Оборн помедлил с ответом, а потом в свою очередь солгал:

– Да… А потом его выставил. А ты что-нибудь ему рассказал?

– Ну, а почему бы, собственно говоря, и нет? Они сказали нам свернуть дело, но не сказали почему. Что это, по-твоему, должно значить? Мы что, роботы? Или собачки, которых держат на поводке? Лаббок и Джексон даже не удосужились выдумать для нас какую-нибудь легенду. Просто похлопали нас по плечам: парни, так надо, сами понимаете… Да ни хера я не понимаю! Не понимаю даже, чью шкуру мы спасаем! И уж все это проплачено по высшему классу, можешь не сомневаться!

– Я и не сомневаюсь.
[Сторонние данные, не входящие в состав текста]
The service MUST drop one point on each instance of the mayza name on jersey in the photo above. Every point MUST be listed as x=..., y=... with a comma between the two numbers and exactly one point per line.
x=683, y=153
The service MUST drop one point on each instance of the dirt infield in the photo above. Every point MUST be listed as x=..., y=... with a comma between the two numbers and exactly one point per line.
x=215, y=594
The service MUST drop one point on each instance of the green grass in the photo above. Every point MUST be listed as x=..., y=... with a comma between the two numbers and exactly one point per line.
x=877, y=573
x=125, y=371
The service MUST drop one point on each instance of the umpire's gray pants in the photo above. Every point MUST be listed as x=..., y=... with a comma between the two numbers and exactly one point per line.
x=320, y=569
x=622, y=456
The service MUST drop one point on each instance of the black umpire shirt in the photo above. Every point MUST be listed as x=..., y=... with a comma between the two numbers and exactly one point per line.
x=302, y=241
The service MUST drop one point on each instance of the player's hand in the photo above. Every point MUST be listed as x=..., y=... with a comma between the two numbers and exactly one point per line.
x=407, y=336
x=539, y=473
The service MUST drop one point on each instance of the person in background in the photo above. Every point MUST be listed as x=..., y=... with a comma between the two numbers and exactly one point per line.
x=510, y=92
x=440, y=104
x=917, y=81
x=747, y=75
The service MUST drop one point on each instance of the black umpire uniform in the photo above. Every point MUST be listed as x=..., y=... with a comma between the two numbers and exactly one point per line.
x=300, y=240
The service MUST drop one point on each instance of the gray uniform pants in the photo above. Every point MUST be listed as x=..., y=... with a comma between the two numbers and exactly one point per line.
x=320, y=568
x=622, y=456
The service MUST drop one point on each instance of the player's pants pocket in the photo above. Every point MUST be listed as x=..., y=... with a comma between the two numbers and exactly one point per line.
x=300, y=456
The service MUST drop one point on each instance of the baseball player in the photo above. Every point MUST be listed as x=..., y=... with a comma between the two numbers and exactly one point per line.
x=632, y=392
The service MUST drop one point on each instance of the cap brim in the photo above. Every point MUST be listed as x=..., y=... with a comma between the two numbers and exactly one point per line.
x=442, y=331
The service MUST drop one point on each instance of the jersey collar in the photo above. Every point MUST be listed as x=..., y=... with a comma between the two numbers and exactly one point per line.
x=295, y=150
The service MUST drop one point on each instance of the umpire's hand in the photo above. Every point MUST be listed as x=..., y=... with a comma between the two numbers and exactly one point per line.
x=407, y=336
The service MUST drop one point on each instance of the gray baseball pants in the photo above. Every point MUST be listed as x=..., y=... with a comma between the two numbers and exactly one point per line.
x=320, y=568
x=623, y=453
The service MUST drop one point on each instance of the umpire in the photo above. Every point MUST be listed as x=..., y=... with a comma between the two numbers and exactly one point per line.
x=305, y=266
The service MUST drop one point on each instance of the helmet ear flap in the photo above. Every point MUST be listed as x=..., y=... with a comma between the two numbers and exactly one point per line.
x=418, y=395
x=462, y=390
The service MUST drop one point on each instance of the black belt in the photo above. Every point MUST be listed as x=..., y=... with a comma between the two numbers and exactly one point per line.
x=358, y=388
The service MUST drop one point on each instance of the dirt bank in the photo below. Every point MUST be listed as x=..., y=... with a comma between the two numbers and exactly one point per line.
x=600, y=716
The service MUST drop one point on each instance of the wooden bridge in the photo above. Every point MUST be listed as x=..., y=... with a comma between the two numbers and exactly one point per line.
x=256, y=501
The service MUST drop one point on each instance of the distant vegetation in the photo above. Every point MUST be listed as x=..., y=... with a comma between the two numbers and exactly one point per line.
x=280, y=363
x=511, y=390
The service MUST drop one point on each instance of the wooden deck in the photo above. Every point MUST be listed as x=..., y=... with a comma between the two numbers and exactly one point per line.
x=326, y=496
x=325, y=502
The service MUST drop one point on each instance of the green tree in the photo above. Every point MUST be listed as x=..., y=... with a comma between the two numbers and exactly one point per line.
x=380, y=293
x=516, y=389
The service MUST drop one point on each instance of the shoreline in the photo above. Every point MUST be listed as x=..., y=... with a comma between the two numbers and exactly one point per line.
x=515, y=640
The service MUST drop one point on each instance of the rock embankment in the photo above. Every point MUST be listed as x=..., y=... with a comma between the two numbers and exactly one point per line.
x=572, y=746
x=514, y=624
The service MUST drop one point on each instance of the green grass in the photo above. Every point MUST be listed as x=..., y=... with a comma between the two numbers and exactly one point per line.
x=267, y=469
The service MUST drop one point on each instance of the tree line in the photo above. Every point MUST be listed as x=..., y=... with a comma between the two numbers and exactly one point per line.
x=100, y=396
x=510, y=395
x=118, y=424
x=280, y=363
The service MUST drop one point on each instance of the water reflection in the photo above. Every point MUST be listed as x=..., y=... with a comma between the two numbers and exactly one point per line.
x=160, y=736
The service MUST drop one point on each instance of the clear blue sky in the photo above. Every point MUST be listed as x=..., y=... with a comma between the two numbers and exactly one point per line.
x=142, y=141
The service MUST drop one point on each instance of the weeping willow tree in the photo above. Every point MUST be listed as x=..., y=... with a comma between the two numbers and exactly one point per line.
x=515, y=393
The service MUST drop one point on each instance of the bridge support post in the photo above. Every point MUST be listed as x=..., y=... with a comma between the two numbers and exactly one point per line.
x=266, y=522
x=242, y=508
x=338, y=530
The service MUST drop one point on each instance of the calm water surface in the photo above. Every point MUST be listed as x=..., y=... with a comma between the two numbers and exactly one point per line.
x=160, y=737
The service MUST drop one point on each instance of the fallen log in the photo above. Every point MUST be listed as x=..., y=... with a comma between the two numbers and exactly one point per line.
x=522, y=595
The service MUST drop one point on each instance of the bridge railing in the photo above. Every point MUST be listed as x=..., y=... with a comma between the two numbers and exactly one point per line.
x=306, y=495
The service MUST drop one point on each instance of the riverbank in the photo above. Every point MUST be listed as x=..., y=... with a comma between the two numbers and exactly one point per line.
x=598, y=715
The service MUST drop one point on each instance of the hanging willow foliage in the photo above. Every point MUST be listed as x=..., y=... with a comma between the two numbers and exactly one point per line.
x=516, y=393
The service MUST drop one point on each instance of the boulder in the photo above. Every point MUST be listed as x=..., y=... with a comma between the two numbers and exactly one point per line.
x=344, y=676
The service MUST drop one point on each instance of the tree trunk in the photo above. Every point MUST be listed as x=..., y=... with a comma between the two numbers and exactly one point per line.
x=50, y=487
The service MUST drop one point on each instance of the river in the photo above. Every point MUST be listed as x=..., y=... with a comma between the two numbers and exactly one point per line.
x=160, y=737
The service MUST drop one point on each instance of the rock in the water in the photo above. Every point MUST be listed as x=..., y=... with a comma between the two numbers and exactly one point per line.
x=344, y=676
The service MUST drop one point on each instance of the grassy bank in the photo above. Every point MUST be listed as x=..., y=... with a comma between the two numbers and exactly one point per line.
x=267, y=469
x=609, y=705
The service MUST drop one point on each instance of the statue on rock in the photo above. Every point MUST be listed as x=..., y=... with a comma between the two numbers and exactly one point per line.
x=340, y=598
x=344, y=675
Но это нас с тобой не касается.

– Так что я не сказал этому Свистуну ничего такого, что не могли бы поведать ему полдюжины зевак, столпившихся там под дождем.

Оборн мысленно упрекнул себя в излишней щепетильности. Надо было взять предложенную двадцатку. Нет, надо было, подобно Шуноверу, доторговаться до сотни. Оставаться честным непросто, а главное, как ему все чаще кажется, что никому не нужно.

Глава двенадцатая

Свистуну нужен был человек с хорошей памятью. А Эдди Дин, репортер из отдела криминальной хроники, был у него в долгу.

Дин одевался как голливудский новобранец, надеющийся на то, что его прямо у стойки бара высмотрят вторые режиссеры. Красные кожаные ботфорты, армейского покроя брюки, темная джинсовая рубаха. Подлинная куртка Иностранного Легиона, купленная через торгово-посылочную фирму двадцать лет назад. Фетровая шляпа с двумя здоровенными охотничьими спичками, заткнутыми за ленточку. Хотя Дин и не курил, поскольку легких у него и без того практически не осталось. В руке, чтобы производить впечатление, всегда бокал с чем-нибудь соблазнительно-янтарным, хотя он и не пил, потому что печень ответила бы на первый же глоток спиртного категорическим протестом.

– Наркотики мое поколение, можно сказать, не застало. Но я отказался от выпивки, табака, сахара, кофеина, мяса, жиров и скоро откажусь от баб. И тогда стану полным совершенством. И меня причислят к лику святых. Если ты, Свистун, запишешься ко мне в ученики, то вскоре почувствуешь, что родился заново, и доживешь до ста десяти лет.

– Дожить до таких лет, чтобы превратиться в страшилище вроде тебя?

– Я красив. Я мужествен. Я свожу женщин с ума. Когда я прохожу мимо, то слышу, как они перешептываются обо мне, восседая, как птички на насесте, у стойки бара. Но что тебе нужно выяснить и с чего ты взял, что я тебе расскажу об этом?

– Мне надо разузнать об обезглавленном теле. Некоей женщины. Азиатского происхождения. Возможно, вьетнамки.

– Ничего не знаю про обезглавленный труп. Ни про азиатский, ни про вьетнамский, ни про какой другой. Так что мы с тобой теперь квиты.

– Ты что, меня выпроваживаешь?

– У меня нет причин ничего от тебя скрывать. Мне не дали взятку. Мне не угрожали. Никто не велел мне держать язык за зубами.

– Значит, ты просто-напросто прозевал историю об обезглавленном трупе.

– Вот как? А как ты сам узнал об этой диковине? Уистлер пересказал ему заметку об отрубленной голове из «Энквайрера». Рассказал об аварии под окнами «Милорда» и о том, как обезглавленный труп чуть ли не полетел ему под ноги. Рассказал о манекене и о том, что полиция выдает аварию за происшествие, в котором участвовала только одна машина.